BGH,
Beschl. v. 21.3.2002 - 4 StR 48/02
4 StR 48/02
BUNDESGERICHTSHOF
BESCHLUSS
vom
21. März 2002
in der Strafsache gegen
wegen versuchter schwerer räuberischer Erpressung u.a.
Der 4. Strafsenat des Bundesgerichtshofes hat auf Antrag und nach
Anhörung des Generalbundesanwalts und nach Anhörung
des Beschwerdeführers am 21. März 2002
gemäß § 349 Abs. 2 und 4 StPO beschlossen:
1. Auf die Revision des Angeklagten K. wird das Urteil des Landgerichts
Magdeburg vom 28. Juni 2001, soweit es ihn betrifft, mit den
Feststellungen aufgehoben
a) im Fall II. 2 der Urteilsgründe,
b) im Ausspruch über die Gesamtstrafe.
2. Im Umfang der Aufhebung wird die Sache zu neuer Verhandlung und
Entscheidung, auch über die Kosten des Rechtsmittels, an eine
andere Strafkammer des Landgerichts zurückverwiesen.
3. Die weiter gehende Revision wird verworfen.
Gründe:
Das Landgericht hat den Angeklagten - unter Freisprechung im
übrigen -wegen versuchter schwerer räuberischer
Erpressung und wegen Wohnungseinbruchsdiebstahls unter Einbeziehung
einer rechtskräftigen Geldstrafe zu der Gesamtfreiheitsstrafe
von drei Jahren und sieben Monaten verurteilt. Mit seiner Revision
rügt der Angeklagte die Verletzung materiellen Rechts.
Das Rechtsmittel hat in dem aus der Beschlußformel
ersichtlichen Umfang Erfolg; im übrigen ist es
unbegründet im Sinne des § 349 Abs. 2 StPO.

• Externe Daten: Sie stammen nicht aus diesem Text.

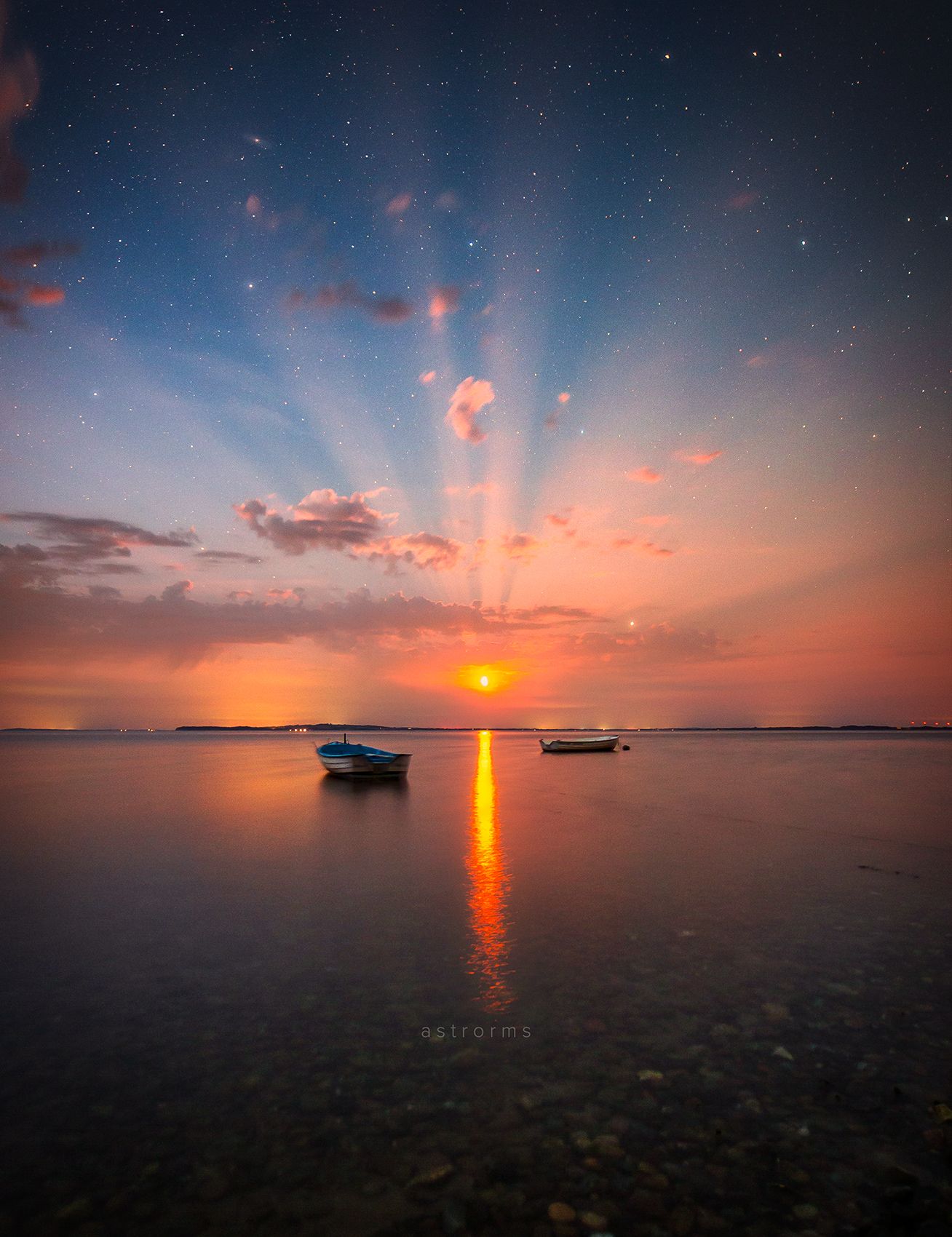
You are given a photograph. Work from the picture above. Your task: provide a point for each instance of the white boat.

Im Fall II. 2 der Urteilsgründe hält der Schuldspruch
wegen versuchter schwerer räuberischer Erpressung
sachlich-rechtlicher Überprüfung nicht stand. Die
Beweiswürdigung begegnet insoweit durchgreifenden rechtlichen
Bedenken.
Die Strafkammer hat festgestellt, der Angeklagte, der unter Vorhalt
einer geladenen Pistole vom Geschädigten S. die Zahlung von
Geld forderte, habe weder eine eigene noch eine fremde Geldforderung
durchsetzen wollen. Er sei auch nicht von K. W. beauftragt gewesen,
dessen gegen das Tatopfer bestehende Forderung in Höhe von
100.000 DM einzutreiben (UA 27). Die zuletzt genannte Feststellung
stützt das Landgericht ausschließlich auf die
Aussage des Zeugen W. (UA 21).
Diese Beweiswürdigung ist lückenhaft. Die Strafkammer
hat nicht erörtert, weshalb sie dem Zeugen W. trotz Bedenken
gegen seine Glaubwürdigkeit an anderer Stelle gerade zu diesem
Punkt glaubt (vgl. BGHR StPO § 261 Zeuge 5, 8).

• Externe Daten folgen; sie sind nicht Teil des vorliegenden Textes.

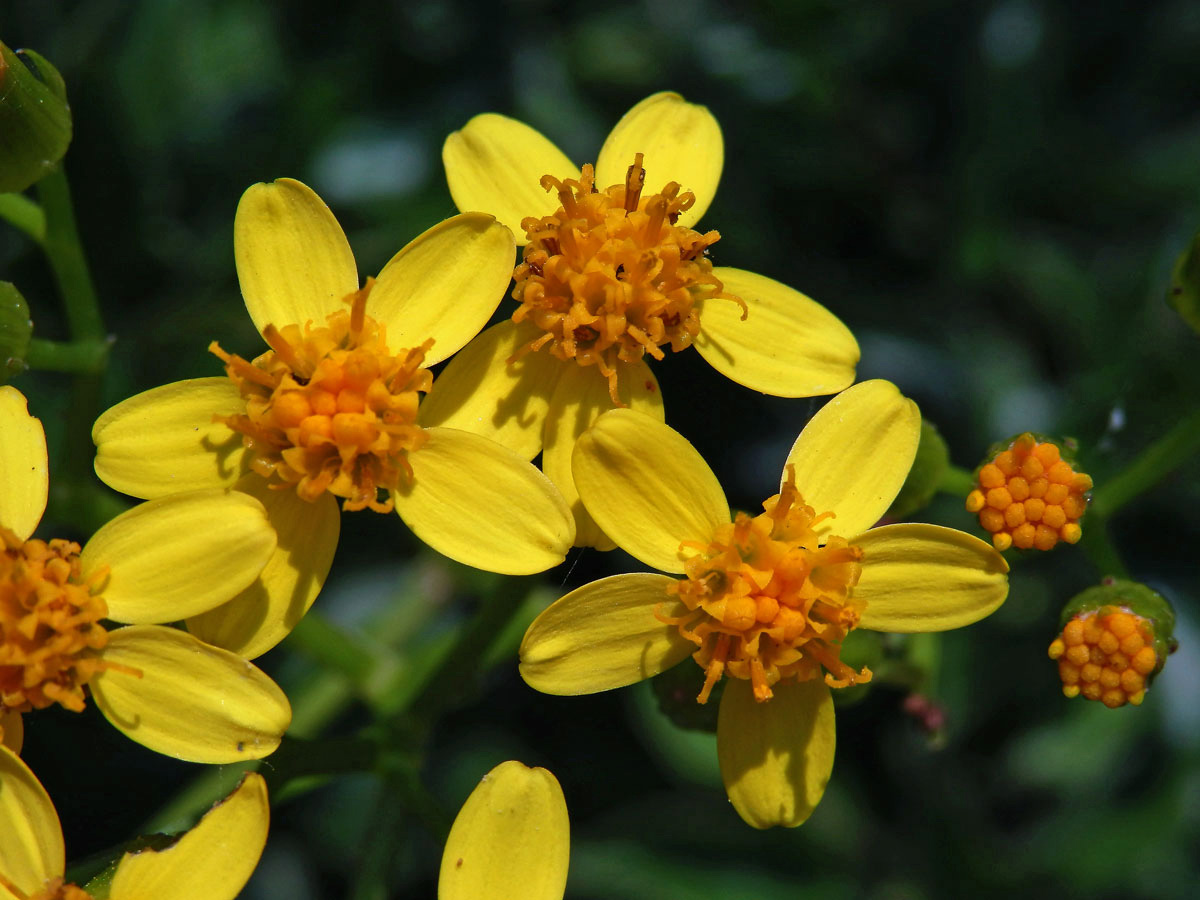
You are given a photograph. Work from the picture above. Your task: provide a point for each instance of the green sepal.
(1134, 598)
(15, 331)
(925, 475)
(35, 119)
(100, 886)
(1183, 294)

Nach den Urteilsgründen ging nämlich der Bedrohung
des S. durch den Angeklagten bereits ein ähnlicher Vorfall im
Haus des Mitangeklagten Si. voraus, bei welchem sowohl K. W. als auch
der Angeklagte zugegen waren. Damals bedrohte Si. den S. massiv und
verlangte von ihm Begleichung der - möglicherweise teilweise
an ihn, Si. abgetretenen - Forderung des W. . Zu einer Zahlung des S.
kam es nicht. Der Zeuge W. hat bestritten, daß es ein solches
Treffen im Hause des Si. gegeben hat (UA 17). Die Kammer hat ihm dies
nicht geglaubt, sondern ist den anders lautenden Angaben des
Angeklagten und des Geschädigten gefolgt.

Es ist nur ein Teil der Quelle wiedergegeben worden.